The quest for merchants
One of Discover's biggest problems is it's never been as widely accepted at merchants across the U.S. as its major rivals.
"I would describe it as an opportunity and a work in progress," Nelms said regarding that issue. "We're still the new kids on the block but we have better acceptance in the U.S. than American Express ... and our goal is to close in on MasterCard and Visa."
Analysts said Discover's recent acquisition of the PULSE ATM/debit network, which serves more than 4,200 financial institutions, should help the company broaden the number of merchants accepting the card.
Discover, along with American Express, won an important battle at the Supreme Court last year that means the companies can make deals with banks that previously issued only Visa and MasterCard brand cards.
Since the ruling, American Express entered partnerships with Citigroup and Bank of America to offer co-branded cards.
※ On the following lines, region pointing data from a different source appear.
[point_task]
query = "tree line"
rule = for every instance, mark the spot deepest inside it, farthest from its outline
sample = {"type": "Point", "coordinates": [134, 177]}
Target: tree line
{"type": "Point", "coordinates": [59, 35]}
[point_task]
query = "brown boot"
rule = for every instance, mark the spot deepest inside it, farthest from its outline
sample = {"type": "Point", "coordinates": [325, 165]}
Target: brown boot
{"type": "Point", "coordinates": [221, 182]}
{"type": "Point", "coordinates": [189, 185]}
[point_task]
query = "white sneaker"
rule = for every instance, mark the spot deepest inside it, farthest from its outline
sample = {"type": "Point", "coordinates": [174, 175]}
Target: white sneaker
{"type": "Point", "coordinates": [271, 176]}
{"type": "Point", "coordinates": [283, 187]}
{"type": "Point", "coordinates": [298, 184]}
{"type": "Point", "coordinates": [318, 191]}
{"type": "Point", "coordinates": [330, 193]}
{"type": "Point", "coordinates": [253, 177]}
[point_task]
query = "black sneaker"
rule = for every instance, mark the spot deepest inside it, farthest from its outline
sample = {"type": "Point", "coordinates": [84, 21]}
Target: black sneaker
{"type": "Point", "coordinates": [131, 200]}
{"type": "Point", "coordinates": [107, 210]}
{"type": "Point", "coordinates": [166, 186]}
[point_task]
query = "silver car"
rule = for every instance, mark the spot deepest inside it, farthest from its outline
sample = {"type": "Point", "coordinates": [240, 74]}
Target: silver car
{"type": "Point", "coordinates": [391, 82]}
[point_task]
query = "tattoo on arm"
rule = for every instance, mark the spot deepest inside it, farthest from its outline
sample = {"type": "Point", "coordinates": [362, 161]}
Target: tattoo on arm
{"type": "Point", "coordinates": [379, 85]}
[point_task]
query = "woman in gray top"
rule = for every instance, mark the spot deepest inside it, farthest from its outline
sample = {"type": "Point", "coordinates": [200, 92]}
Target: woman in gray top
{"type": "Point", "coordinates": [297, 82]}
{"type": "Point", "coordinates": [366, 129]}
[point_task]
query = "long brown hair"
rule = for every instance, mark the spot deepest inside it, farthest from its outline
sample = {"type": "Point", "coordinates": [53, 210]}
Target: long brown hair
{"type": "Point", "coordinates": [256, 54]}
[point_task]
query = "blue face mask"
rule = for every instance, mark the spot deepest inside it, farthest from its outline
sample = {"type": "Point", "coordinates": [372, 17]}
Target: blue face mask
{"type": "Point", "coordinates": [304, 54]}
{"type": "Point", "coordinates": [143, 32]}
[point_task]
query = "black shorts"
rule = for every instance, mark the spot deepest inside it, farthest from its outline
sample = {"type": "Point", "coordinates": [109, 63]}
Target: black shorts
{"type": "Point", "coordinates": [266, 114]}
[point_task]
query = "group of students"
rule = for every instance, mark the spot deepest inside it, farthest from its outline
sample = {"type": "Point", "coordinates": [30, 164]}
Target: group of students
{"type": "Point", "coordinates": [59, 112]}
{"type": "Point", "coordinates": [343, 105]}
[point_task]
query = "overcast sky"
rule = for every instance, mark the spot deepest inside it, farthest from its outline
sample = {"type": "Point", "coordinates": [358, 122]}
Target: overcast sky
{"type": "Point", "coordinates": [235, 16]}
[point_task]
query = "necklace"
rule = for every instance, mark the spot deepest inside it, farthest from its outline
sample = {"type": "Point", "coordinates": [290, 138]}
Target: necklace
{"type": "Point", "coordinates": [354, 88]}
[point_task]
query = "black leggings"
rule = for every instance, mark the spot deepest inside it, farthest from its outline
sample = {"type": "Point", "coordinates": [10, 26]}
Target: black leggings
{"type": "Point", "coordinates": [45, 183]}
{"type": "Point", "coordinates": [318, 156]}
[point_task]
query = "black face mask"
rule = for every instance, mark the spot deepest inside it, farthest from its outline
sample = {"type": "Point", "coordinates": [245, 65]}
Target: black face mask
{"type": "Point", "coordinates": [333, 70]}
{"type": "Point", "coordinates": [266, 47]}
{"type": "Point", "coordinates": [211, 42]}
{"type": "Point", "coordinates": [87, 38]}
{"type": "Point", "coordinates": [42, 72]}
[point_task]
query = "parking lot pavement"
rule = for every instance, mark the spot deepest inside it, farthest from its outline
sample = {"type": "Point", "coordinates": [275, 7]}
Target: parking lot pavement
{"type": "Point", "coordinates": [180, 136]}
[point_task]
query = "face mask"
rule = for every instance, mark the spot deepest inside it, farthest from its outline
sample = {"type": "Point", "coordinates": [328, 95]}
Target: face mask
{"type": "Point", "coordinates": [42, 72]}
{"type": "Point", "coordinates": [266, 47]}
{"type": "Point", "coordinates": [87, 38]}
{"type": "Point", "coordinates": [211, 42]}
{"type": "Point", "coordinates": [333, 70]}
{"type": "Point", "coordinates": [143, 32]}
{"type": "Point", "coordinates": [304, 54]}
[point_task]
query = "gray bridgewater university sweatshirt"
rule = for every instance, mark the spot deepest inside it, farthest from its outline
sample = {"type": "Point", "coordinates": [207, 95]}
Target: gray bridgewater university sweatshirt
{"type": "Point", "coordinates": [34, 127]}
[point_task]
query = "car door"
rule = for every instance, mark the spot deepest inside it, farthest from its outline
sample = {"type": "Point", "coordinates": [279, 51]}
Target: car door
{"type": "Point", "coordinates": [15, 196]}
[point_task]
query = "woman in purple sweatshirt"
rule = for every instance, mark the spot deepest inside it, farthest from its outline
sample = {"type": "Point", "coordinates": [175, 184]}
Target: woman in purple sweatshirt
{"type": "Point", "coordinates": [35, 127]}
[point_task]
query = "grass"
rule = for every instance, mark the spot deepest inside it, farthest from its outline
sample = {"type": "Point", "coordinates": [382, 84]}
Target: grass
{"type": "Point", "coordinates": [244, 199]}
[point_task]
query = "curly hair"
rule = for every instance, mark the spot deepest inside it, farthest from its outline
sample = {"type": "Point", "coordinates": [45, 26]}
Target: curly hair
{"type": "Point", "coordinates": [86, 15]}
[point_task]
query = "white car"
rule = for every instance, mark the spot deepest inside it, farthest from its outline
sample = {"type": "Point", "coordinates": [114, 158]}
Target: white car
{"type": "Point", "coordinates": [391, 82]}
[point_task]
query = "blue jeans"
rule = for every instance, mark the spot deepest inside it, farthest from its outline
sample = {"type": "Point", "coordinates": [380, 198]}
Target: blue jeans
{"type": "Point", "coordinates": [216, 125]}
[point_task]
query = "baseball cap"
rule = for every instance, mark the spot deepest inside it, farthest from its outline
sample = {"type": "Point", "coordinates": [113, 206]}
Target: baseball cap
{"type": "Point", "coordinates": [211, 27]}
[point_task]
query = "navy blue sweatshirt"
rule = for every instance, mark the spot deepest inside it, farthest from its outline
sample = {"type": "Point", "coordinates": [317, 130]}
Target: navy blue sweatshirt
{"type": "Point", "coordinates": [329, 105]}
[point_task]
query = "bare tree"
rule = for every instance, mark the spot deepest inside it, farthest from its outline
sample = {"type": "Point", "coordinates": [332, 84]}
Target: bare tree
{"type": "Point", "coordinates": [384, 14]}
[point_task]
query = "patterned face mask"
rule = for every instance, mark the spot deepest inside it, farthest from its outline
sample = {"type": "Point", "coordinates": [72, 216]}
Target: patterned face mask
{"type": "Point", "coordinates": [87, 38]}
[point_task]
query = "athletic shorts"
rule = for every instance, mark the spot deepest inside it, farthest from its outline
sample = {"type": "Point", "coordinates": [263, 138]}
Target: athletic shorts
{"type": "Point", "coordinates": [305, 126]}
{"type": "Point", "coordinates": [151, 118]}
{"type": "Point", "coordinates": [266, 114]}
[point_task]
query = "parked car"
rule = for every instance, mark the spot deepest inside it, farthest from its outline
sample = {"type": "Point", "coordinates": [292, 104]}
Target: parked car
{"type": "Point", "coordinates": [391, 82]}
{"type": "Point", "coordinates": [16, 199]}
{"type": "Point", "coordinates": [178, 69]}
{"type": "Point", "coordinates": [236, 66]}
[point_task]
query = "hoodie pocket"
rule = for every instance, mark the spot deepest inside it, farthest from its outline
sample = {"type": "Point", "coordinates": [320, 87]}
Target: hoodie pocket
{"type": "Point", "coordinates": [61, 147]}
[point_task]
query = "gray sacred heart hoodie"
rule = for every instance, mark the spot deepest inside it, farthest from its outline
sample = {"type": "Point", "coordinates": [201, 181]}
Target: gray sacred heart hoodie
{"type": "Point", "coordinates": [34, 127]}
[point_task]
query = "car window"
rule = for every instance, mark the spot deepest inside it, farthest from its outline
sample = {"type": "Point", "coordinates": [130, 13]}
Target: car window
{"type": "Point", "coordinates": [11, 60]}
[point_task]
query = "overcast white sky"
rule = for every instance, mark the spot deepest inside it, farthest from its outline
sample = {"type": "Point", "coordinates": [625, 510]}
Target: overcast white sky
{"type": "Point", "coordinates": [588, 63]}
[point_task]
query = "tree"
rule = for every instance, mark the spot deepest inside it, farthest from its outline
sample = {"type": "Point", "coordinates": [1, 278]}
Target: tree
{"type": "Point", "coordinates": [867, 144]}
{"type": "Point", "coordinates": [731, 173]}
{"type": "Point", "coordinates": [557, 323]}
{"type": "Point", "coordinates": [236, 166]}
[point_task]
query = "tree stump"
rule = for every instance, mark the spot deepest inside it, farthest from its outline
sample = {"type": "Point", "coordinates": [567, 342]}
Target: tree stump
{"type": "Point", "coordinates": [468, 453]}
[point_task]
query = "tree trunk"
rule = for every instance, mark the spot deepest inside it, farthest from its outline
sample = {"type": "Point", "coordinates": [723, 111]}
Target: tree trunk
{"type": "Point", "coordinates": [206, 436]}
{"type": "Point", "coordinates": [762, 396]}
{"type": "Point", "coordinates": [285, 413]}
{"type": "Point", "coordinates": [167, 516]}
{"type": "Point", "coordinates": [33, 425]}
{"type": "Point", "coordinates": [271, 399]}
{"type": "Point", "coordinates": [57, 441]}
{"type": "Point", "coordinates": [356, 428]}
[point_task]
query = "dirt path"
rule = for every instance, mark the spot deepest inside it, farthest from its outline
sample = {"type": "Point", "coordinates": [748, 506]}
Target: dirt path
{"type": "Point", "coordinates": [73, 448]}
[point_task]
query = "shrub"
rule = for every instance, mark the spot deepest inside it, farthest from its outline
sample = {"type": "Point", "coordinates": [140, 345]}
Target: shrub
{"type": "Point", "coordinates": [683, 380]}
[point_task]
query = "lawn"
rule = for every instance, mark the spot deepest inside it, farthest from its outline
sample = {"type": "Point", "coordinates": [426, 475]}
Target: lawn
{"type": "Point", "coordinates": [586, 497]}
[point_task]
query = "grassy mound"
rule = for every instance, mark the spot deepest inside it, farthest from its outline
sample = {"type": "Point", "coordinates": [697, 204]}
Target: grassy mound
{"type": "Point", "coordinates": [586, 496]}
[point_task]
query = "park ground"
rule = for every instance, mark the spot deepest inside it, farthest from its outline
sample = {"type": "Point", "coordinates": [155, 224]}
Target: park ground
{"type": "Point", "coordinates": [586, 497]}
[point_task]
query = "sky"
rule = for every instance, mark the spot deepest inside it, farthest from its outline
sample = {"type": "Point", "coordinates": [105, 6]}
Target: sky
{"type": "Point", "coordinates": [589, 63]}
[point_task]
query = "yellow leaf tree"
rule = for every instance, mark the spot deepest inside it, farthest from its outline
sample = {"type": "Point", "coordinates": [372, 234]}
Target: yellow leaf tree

Nelms said Discover partnered with companies such as GE Consumer Credit and HSBC to offer cards.
But Dick Bove, analyst at Punk, Ziegel & Co., said Discover is going to have to enter more high-profile banking relationships and improve its marketing to win more consumers.
To that end, Nelms said the company plans to spend more in the second half on advertising and marketing, though he declined to provide figures. Discover plans a mass market ad campaign this fall, he added.
The Morgan connection
And to Discover's credit, it has the support of parent Morgan Stanley - a far cry from just a year ago when former Morgan CEO Philip Purcell considered putting Discover on the auction block. That was before he was ousted by Morgan Stanley's board and replaced by current CEO John Mack.
But analysts said Morgan Stanley's new-found commitment to Discover may have less to do with its prospects going forward than with its ability to throw off a lot of cash to its parent.
"Even in the worst of times, Discover produces excess cash and provides some stability in earnings" for Morgan Stanley, said Bove at Punk, Ziegel. "I don't think this is a good fit for Morgan Stanley but at the same time I don't think they should spin it off."
But Nelms had a different view of Morgan Stanley's faith in the unit.
"We had a lot of fresh eyes take a look at Discover and they were happy with what they saw," he said. "To some degree, I feel Morgan Stanley and Discover are back on the offense."